I have never wanted to own a house. I always wanted the opportunity to bolt whenever I felt like it. Doesn't matter if I ever found a reason to do so. I need the option. Now I own a house. Bolting now would take a few months of pain in the ass legal stuff.

I have never wanted kids because of my strange ways. I used to say I didn't have kids because I was too irresponsible. That was true for many years. But the underlying truth to it was simply that I couldn't be free to be irresponsible if I had kids. I knew I wouldn't be. I knew I'd be committed to them always. So I avoided it.

I never wanted to be committed to anyone. I need the option of being free to be me. A steady relationship is a giant roadblock to personal growth. But here I am. I constantly wonder where I'd be had I made better choices. Who would I be right now? Would I have found someone who really does make me wish for 'the norm'? I doubt it but I made choices that eliminated that possibility. It's infuriating at times. I have no one to blame but me. Stupid ass YB.

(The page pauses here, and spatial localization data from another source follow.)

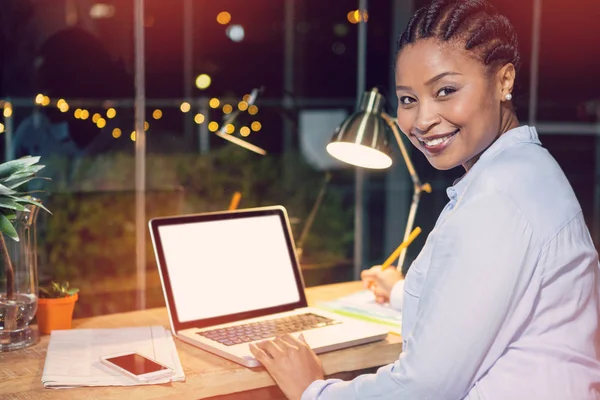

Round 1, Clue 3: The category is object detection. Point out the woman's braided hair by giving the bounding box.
[397,0,520,72]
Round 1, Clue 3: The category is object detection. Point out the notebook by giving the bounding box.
[149,205,388,367]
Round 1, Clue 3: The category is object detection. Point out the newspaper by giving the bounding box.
[42,326,185,388]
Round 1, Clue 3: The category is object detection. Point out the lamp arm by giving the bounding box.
[380,112,431,271]
[380,112,425,190]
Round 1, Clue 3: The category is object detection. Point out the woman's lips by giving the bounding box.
[417,129,459,155]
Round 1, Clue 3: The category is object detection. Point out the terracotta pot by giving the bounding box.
[36,293,79,335]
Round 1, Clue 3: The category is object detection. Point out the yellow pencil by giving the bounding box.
[228,191,242,211]
[381,227,422,271]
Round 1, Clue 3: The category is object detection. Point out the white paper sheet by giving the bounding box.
[318,290,403,334]
[42,326,185,388]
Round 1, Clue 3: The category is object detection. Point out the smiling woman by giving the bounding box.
[252,1,600,399]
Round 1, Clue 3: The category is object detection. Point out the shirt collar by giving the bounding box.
[446,125,541,201]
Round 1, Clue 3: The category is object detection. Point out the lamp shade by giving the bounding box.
[326,88,392,169]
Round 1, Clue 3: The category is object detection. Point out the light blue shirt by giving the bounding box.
[302,125,600,400]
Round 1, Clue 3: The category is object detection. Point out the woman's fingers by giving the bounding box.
[254,339,285,358]
[249,343,272,366]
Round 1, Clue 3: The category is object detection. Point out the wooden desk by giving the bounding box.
[0,282,403,400]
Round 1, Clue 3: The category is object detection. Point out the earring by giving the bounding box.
[505,93,512,101]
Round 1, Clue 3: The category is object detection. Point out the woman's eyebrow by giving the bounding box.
[396,71,462,91]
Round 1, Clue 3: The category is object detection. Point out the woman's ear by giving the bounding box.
[497,63,516,100]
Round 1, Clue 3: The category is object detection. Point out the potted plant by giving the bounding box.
[36,281,79,334]
[0,156,50,351]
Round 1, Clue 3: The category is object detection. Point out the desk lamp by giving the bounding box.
[326,87,431,270]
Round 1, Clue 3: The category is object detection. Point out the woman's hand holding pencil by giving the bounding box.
[360,227,422,304]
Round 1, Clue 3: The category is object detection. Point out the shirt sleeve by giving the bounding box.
[301,191,539,400]
[389,278,405,311]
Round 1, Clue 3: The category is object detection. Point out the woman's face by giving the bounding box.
[395,39,511,171]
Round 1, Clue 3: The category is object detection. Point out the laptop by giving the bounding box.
[149,205,388,367]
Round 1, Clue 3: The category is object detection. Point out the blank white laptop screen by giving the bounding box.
[157,214,301,323]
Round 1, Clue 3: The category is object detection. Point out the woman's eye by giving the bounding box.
[399,96,415,105]
[437,87,456,97]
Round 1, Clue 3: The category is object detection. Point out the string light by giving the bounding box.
[240,126,251,137]
[180,102,191,113]
[248,105,258,115]
[242,94,251,102]
[194,113,205,124]
[92,113,101,123]
[251,121,262,132]
[74,109,82,119]
[238,101,248,111]
[96,118,107,128]
[209,98,220,108]
[35,94,44,105]
[112,128,122,138]
[80,109,90,120]
[106,108,116,118]
[41,96,50,106]
[208,121,219,132]
[152,109,162,120]
[225,124,235,134]
[222,104,233,114]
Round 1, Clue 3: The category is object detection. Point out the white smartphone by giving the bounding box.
[99,352,174,382]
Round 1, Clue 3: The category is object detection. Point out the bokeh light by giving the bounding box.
[180,102,191,113]
[240,126,251,137]
[208,121,219,132]
[248,105,258,115]
[226,25,245,42]
[112,128,122,138]
[225,124,235,134]
[106,108,116,118]
[3,104,12,118]
[209,98,220,108]
[195,74,211,89]
[194,113,205,124]
[251,121,262,132]
[152,109,162,119]
[347,10,368,24]
[216,11,231,25]
[222,104,233,114]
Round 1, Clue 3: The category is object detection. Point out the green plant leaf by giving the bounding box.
[0,198,28,212]
[0,182,16,196]
[5,176,50,190]
[1,210,16,220]
[0,213,19,241]
[0,165,46,183]
[11,196,51,214]
[0,156,41,180]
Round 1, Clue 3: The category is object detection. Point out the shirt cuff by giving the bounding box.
[389,279,405,311]
[301,379,343,400]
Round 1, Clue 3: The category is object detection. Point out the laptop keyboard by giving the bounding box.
[196,313,341,346]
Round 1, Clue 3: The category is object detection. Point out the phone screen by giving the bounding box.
[105,353,168,376]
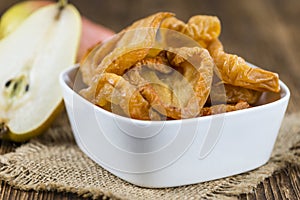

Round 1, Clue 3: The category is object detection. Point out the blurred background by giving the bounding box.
[1,0,299,111]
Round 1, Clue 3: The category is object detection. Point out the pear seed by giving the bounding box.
[25,84,30,92]
[0,122,8,135]
[5,79,12,88]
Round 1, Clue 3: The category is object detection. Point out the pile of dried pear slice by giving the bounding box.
[80,12,280,120]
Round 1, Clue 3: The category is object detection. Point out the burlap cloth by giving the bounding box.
[0,111,299,200]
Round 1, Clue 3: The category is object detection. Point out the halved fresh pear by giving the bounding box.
[0,3,81,142]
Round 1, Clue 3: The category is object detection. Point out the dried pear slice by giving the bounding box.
[161,17,186,33]
[210,82,262,104]
[200,100,250,116]
[133,51,172,74]
[184,15,221,47]
[96,12,174,75]
[128,46,214,119]
[81,12,174,104]
[139,68,194,119]
[123,61,179,119]
[166,47,214,97]
[81,72,156,120]
[80,34,122,85]
[161,15,221,48]
[208,39,280,93]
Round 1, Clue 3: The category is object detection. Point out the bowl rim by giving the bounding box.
[59,65,290,125]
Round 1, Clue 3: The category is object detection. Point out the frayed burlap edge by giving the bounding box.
[0,112,299,200]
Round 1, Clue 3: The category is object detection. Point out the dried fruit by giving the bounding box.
[96,12,174,75]
[83,46,214,120]
[124,47,214,119]
[80,12,281,120]
[210,82,262,104]
[81,12,174,99]
[161,17,186,33]
[90,73,156,120]
[161,15,221,48]
[200,100,250,116]
[208,39,280,93]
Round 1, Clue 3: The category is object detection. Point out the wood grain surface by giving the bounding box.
[0,0,299,199]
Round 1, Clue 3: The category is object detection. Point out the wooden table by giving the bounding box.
[0,0,299,199]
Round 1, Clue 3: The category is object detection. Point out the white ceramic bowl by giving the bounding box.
[59,65,290,188]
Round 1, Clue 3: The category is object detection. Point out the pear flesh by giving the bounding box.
[0,4,81,141]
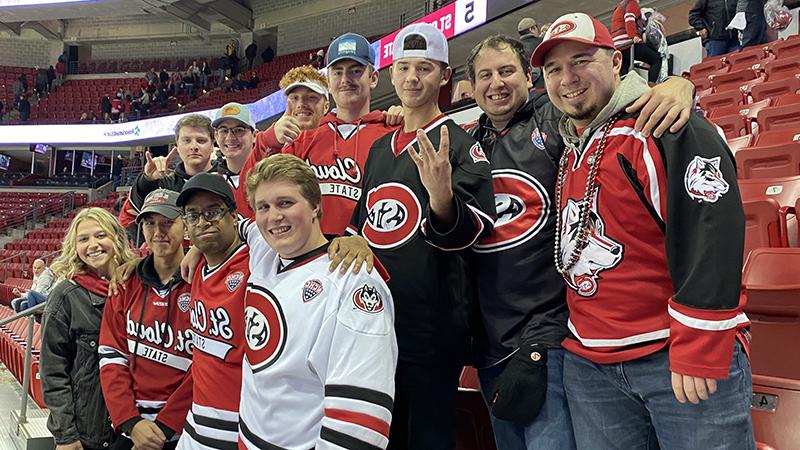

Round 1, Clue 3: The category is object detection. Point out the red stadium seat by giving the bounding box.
[700,89,745,112]
[756,103,800,132]
[770,93,800,107]
[690,58,726,80]
[750,77,800,103]
[743,248,800,378]
[711,114,749,139]
[456,367,497,450]
[763,55,800,81]
[736,143,800,179]
[752,375,800,450]
[728,135,755,155]
[711,68,759,92]
[754,129,800,147]
[725,46,767,71]
[770,38,800,59]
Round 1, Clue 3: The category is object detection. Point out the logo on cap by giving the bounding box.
[550,21,577,37]
[338,40,357,55]
[222,105,241,115]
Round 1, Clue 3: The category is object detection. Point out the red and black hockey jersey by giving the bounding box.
[238,222,397,449]
[611,0,643,50]
[347,115,495,365]
[99,255,193,438]
[177,242,249,450]
[558,111,748,379]
[283,111,397,237]
[467,92,569,368]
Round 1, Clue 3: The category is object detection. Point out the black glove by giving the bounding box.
[490,344,548,423]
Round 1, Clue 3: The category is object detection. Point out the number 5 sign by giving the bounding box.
[455,0,487,34]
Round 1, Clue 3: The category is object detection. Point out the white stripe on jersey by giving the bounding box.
[668,307,750,331]
[127,339,192,371]
[568,319,670,347]
[177,403,238,450]
[98,345,128,368]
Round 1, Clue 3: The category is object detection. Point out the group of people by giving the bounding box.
[690,0,772,56]
[37,11,756,450]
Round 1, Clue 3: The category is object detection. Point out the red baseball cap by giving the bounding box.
[530,13,616,67]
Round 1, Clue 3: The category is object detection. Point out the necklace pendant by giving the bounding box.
[587,154,596,167]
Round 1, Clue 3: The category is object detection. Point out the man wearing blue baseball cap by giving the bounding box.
[251,33,402,238]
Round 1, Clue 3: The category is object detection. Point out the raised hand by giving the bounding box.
[144,147,178,180]
[274,113,301,144]
[408,126,454,218]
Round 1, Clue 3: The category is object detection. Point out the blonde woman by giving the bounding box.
[40,207,137,450]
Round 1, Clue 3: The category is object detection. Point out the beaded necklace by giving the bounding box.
[554,114,619,275]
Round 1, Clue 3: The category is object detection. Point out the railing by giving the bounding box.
[0,301,47,426]
[0,191,76,233]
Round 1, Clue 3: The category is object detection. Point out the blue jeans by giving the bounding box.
[478,349,576,450]
[11,290,46,313]
[563,343,755,450]
[706,39,742,57]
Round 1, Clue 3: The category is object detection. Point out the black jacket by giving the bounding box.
[130,160,219,211]
[40,278,115,448]
[689,0,738,42]
[468,91,569,367]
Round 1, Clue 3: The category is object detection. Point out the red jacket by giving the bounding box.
[99,256,193,437]
[611,0,642,50]
[282,111,397,236]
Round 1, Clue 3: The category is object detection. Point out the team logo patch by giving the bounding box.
[221,104,241,116]
[244,286,287,373]
[177,293,191,313]
[352,284,384,314]
[684,156,729,203]
[302,279,324,302]
[363,183,422,249]
[531,128,547,150]
[475,169,550,253]
[559,189,623,297]
[226,271,245,292]
[550,21,577,37]
[338,40,357,54]
[469,143,489,164]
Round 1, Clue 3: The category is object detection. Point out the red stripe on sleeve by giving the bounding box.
[324,408,390,438]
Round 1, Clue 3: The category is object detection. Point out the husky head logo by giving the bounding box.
[559,189,623,297]
[684,156,729,203]
[353,284,384,314]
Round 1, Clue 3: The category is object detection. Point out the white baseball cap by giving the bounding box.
[392,23,449,65]
[283,80,329,98]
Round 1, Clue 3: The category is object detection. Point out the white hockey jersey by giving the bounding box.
[239,222,397,450]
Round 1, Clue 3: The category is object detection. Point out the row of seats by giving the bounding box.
[0,305,45,408]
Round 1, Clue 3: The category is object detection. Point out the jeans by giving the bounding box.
[11,290,47,313]
[706,39,742,57]
[478,349,576,450]
[563,343,755,450]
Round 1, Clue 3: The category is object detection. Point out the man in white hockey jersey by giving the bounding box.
[238,154,397,449]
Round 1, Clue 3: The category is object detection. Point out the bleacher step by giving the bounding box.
[5,410,53,450]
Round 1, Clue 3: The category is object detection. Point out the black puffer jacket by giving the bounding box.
[40,278,114,448]
[689,0,738,42]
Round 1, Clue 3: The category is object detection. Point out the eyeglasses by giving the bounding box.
[216,126,250,138]
[182,207,231,225]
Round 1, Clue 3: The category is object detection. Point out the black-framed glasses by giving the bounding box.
[182,207,231,225]
[216,126,250,138]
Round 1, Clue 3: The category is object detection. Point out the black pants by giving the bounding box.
[110,435,179,450]
[388,361,461,450]
[621,43,662,83]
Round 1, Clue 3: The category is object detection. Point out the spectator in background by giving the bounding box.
[12,77,23,108]
[111,96,122,122]
[612,0,663,84]
[55,60,66,83]
[40,208,137,450]
[11,259,56,313]
[170,69,183,97]
[47,65,56,92]
[247,71,260,89]
[228,47,240,79]
[261,45,274,64]
[145,67,158,86]
[18,95,30,122]
[101,95,112,121]
[738,0,769,48]
[112,155,125,188]
[518,17,545,89]
[35,66,48,95]
[689,0,741,56]
[200,60,211,90]
[79,112,90,123]
[159,67,169,87]
[20,73,28,92]
[245,41,258,69]
[308,49,325,69]
[217,53,229,87]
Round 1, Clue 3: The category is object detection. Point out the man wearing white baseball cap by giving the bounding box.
[347,23,495,450]
[533,12,753,449]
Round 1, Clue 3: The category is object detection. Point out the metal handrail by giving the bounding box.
[0,301,46,426]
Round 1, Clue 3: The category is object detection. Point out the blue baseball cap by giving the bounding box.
[326,33,375,68]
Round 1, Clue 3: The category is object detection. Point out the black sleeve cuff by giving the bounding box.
[154,420,176,440]
[119,417,144,434]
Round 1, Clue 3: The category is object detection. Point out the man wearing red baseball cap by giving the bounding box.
[533,12,754,449]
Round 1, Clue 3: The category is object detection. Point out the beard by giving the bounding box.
[565,102,602,124]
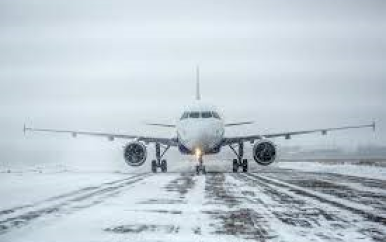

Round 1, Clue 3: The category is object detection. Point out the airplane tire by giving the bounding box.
[233,159,238,173]
[161,160,167,173]
[242,159,248,173]
[151,160,157,173]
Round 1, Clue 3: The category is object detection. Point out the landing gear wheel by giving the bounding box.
[151,160,157,173]
[233,159,239,173]
[195,164,206,175]
[161,159,167,173]
[242,159,248,173]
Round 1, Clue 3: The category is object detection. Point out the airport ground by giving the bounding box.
[0,160,386,242]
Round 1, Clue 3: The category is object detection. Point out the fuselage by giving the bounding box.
[176,101,224,155]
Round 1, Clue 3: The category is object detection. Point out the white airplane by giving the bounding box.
[24,67,375,174]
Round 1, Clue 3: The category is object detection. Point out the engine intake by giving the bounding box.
[253,140,276,166]
[123,142,147,166]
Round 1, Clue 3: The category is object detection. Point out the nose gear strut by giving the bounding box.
[229,142,248,173]
[195,154,206,175]
[151,143,170,173]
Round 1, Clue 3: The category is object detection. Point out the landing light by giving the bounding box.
[195,148,202,158]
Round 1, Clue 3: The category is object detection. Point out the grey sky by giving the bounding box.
[0,0,385,168]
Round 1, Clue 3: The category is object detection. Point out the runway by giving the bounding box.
[0,165,386,242]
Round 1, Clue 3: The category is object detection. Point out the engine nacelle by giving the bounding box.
[123,142,147,166]
[253,140,276,166]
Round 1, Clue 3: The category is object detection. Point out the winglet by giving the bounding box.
[195,65,201,101]
[23,124,27,135]
[372,120,376,132]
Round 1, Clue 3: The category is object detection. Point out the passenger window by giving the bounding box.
[189,112,200,118]
[212,112,220,119]
[201,112,212,118]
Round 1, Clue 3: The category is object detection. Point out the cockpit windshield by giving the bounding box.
[189,112,200,118]
[180,111,221,120]
[201,112,212,118]
[212,112,221,119]
[180,112,189,120]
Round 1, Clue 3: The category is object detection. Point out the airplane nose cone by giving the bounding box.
[188,126,218,151]
[179,121,223,153]
[190,130,207,147]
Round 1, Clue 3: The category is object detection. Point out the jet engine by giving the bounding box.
[253,140,276,166]
[123,142,147,166]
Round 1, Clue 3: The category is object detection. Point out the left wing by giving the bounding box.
[224,121,254,127]
[222,122,375,145]
[23,125,178,146]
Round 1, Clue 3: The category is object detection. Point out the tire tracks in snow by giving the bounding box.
[260,168,386,214]
[0,173,150,234]
[236,173,386,242]
[204,173,277,241]
[244,173,386,226]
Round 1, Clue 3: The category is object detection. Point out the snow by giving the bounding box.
[0,171,130,211]
[1,161,385,242]
[275,161,386,181]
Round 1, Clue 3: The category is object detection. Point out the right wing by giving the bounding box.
[222,122,375,146]
[23,125,178,146]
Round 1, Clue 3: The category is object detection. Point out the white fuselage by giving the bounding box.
[176,101,225,154]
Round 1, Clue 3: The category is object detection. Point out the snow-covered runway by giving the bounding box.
[1,166,386,242]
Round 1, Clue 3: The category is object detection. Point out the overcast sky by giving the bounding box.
[0,0,385,169]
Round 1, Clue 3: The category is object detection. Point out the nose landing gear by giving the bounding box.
[151,143,170,173]
[195,155,206,175]
[229,142,248,173]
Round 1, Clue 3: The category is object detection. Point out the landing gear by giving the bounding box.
[151,143,170,173]
[229,142,248,173]
[233,159,238,173]
[151,160,157,173]
[242,159,248,173]
[196,155,206,175]
[161,160,167,172]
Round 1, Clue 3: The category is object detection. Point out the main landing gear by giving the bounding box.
[229,142,248,173]
[151,143,170,173]
[195,155,206,175]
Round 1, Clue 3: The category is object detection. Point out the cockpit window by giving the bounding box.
[189,112,200,118]
[201,112,212,118]
[212,112,221,119]
[181,111,220,119]
[180,112,189,120]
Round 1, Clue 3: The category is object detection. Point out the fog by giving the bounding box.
[0,0,385,169]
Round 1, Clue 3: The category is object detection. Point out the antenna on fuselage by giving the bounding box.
[195,65,201,101]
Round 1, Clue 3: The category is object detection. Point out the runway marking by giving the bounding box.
[243,173,386,226]
[0,173,150,235]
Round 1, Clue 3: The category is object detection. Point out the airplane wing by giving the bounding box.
[145,123,176,128]
[222,122,375,145]
[23,125,178,146]
[224,121,254,127]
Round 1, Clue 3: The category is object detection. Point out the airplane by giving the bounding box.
[24,67,376,174]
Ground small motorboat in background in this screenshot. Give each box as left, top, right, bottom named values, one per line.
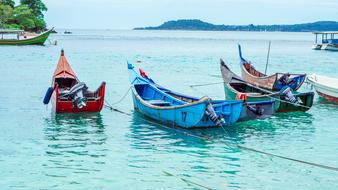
left=64, top=30, right=72, bottom=34
left=238, top=44, right=306, bottom=91
left=312, top=32, right=338, bottom=51
left=307, top=74, right=338, bottom=103
left=0, top=28, right=53, bottom=45
left=43, top=50, right=105, bottom=113
left=128, top=62, right=243, bottom=128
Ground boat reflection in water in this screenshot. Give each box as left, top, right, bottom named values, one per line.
left=129, top=110, right=315, bottom=148
left=43, top=113, right=107, bottom=177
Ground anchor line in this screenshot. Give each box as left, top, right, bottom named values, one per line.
left=103, top=104, right=210, bottom=140
left=107, top=86, right=132, bottom=106
left=103, top=84, right=337, bottom=172
left=163, top=171, right=214, bottom=190
left=105, top=101, right=338, bottom=172
left=189, top=82, right=224, bottom=88
left=218, top=125, right=338, bottom=172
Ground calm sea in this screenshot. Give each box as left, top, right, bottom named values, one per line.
left=0, top=30, right=337, bottom=189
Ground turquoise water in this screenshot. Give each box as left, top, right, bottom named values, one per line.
left=0, top=30, right=337, bottom=189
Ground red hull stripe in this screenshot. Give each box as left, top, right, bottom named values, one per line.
left=317, top=91, right=338, bottom=103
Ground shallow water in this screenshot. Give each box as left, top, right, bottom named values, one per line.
left=0, top=30, right=337, bottom=189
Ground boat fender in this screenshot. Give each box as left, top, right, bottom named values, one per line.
left=279, top=86, right=299, bottom=105
left=236, top=93, right=247, bottom=102
left=43, top=87, right=54, bottom=104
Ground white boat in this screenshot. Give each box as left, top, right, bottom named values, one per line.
left=312, top=44, right=322, bottom=50
left=321, top=44, right=338, bottom=51
left=307, top=74, right=338, bottom=103
left=312, top=31, right=338, bottom=51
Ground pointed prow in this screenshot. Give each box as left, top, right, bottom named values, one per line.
left=238, top=44, right=244, bottom=61
left=61, top=49, right=64, bottom=56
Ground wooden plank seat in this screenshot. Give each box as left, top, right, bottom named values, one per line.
left=146, top=99, right=171, bottom=106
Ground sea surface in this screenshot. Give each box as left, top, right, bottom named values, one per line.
left=0, top=30, right=337, bottom=189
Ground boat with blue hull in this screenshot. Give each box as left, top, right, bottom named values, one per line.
left=128, top=63, right=243, bottom=128
left=138, top=67, right=276, bottom=122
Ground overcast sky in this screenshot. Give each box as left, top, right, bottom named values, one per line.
left=35, top=0, right=338, bottom=29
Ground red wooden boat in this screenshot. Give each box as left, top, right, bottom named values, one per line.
left=46, top=50, right=105, bottom=113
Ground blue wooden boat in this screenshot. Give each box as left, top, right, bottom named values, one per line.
left=128, top=63, right=243, bottom=128
left=138, top=67, right=276, bottom=122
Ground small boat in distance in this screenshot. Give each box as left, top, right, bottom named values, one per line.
left=220, top=60, right=314, bottom=112
left=238, top=44, right=306, bottom=91
left=312, top=31, right=338, bottom=51
left=43, top=50, right=106, bottom=113
left=0, top=28, right=53, bottom=45
left=128, top=62, right=243, bottom=128
left=307, top=74, right=338, bottom=103
left=138, top=67, right=275, bottom=122
left=64, top=31, right=72, bottom=34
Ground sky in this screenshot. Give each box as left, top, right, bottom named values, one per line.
left=24, top=0, right=338, bottom=29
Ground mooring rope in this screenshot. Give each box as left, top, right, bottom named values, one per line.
left=163, top=171, right=214, bottom=190
left=102, top=84, right=337, bottom=173
left=103, top=103, right=209, bottom=140
left=104, top=101, right=338, bottom=172
left=218, top=125, right=338, bottom=172
left=107, top=86, right=132, bottom=106
left=189, top=82, right=224, bottom=88
left=189, top=81, right=312, bottom=109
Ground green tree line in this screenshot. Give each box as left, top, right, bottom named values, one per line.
left=0, top=0, right=47, bottom=31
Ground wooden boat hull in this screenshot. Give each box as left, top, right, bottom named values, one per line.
left=128, top=63, right=242, bottom=128
left=221, top=60, right=313, bottom=112
left=307, top=74, right=338, bottom=103
left=223, top=84, right=279, bottom=110
left=0, top=29, right=52, bottom=45
left=132, top=92, right=209, bottom=128
left=239, top=101, right=276, bottom=122
left=278, top=92, right=314, bottom=112
left=51, top=82, right=105, bottom=113
left=238, top=44, right=306, bottom=91
left=223, top=84, right=313, bottom=112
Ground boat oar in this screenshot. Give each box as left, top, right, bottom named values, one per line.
left=189, top=82, right=224, bottom=88
left=264, top=40, right=271, bottom=75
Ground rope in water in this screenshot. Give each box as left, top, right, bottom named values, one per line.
left=189, top=82, right=224, bottom=88
left=218, top=125, right=338, bottom=172
left=103, top=85, right=338, bottom=173
left=107, top=86, right=132, bottom=106
left=103, top=87, right=210, bottom=140
left=163, top=171, right=214, bottom=190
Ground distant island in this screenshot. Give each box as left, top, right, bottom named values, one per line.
left=134, top=19, right=338, bottom=32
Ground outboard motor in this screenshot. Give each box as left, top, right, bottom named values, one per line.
left=205, top=103, right=226, bottom=127
left=67, top=82, right=88, bottom=109
left=278, top=73, right=295, bottom=86
left=246, top=104, right=263, bottom=115
left=279, top=86, right=300, bottom=105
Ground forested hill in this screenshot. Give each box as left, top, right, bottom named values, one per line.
left=0, top=0, right=47, bottom=32
left=134, top=19, right=338, bottom=32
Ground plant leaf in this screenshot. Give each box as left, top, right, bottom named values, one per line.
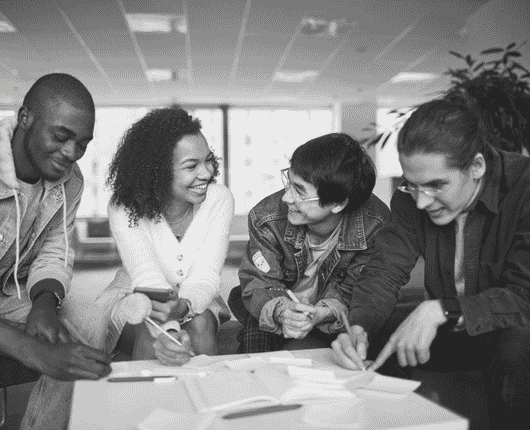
left=449, top=50, right=464, bottom=59
left=506, top=42, right=517, bottom=50
left=472, top=62, right=485, bottom=72
left=380, top=133, right=392, bottom=149
left=506, top=51, right=522, bottom=58
left=480, top=47, right=504, bottom=55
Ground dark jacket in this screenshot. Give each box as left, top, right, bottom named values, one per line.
left=351, top=146, right=530, bottom=338
left=233, top=190, right=389, bottom=334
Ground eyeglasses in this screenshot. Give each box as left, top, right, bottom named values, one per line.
left=397, top=182, right=443, bottom=198
left=281, top=168, right=320, bottom=203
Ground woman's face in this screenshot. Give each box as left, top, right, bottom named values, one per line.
left=170, top=132, right=215, bottom=206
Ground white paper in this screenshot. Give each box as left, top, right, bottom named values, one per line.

I care very much for my current partner. She is the best. But the lifestyle isn't suited to me. I feel bad for her a lot. She deserves more. She is just fine where we are right now. I always ask her how she can be like that. She doesn't know. She says she just is.

I will probably drive myself crazy eventually. I have times where the restraints on me are overwhelming and I break a little. People who know me like to say those times are "my time of the month". I have heard that a lot. I have my periods too. Ha! I laugh but it is the truth. Now I'm wondering how long it will be before I am totally nuts? It would be weird to live to be 100 and still think like I do. Imagine a 100-year-old guy still looking for his place on this Earth. Looking for the right woman. Looking for an adventure. That may be me. Now that is something to think about, eh?

2 comments:

Me said...

This sounds a LOT like me. It think it's why I love to move every 1 1/2 years. I look at people who are 'content' and I just don't get it. It seems I'm never content... always looking for something more... for change... for something else.

I think about EVERYTHING. I can't even hold a conversation with someone without reliving it later and wondering about certain aspects. Wondering what they meant by something.

This could be a really really LONG conversation, but I won't let it. Suffice to say that I understand what you mean... and I do this too.

I think it may have to do with having a good imagination and believing that you can do anything you put your mind to.....

Yankeebob said...

I do the same thing after conversations Meritt. Funny creatures aren't we? I sometimes wonder if I will ever have one settled moment. One that I can remember at least.